満足度★★★★
正義の顔。
『青 Chong』という在日を描いた在日監督による映画の原作か‥?と一瞬思ったが別物だった。がテーマは排外主義、異民族との共存。
このユニット及び夏井氏戯曲作品、ともに初。出来る役者を起用してやった舞台、にしては悪くない役者の佇まいだった。「その芝居」を成立させるだけなら不要かもしれない有機的な繋がり、そこから立ち上る匂いが劇空間に(体内に万単位で居るという雑菌のように)存在するかどうか、私にとっては評価を分かつ要素だったりする。
千葉哲也演出は3作目で、千葉哲也が登場しているような、くたびれた背広にやさぐれ心の主人公に仮託した「男臭さ」の世界が味だと(過去見たもの含め)、思った。
戯曲、話の運びはうまい。

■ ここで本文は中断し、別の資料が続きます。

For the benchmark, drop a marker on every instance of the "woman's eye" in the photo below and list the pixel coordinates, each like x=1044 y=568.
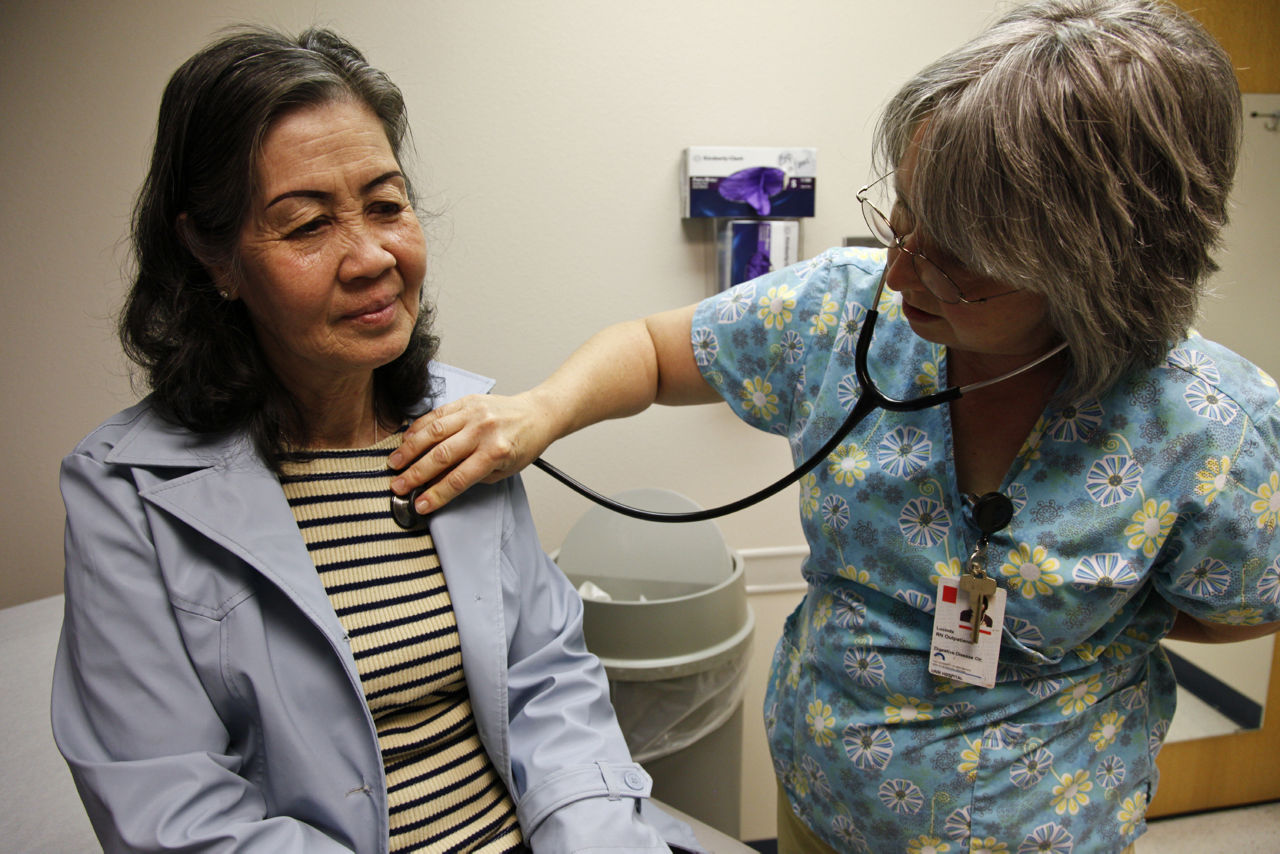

二人の男の出会いから「運動体」を立ち上げる流れは、それに乗じて憤懣を吐き出す者らと、彼ら自身の資質が少し異なっていた事も自然に見せ、「行き違い」の悲劇を成立させる所以となっている。
ヘイトが武闘派を生んで過激化する想定の近未来は、今と紙一重だが若干風向きが異なっている「現在」だから、2016年の話として改稿すべきでなかったかと思う。「警鐘」とみるなら時期が違っている内容に思えた。
だが感動的な場面がある。右翼にしてはリベラル感性な主人公、そして本音のやり取りを経たにせよその場で転向するもう一方の元々あったと疑念を抱かせるリベラル感性は、やや現実離れしているものの、そこで勇気ある転進、命がけで暴徒を止めるという決意を彼らにさせる。その彼らを見据える女(メンバー)の顔がいい。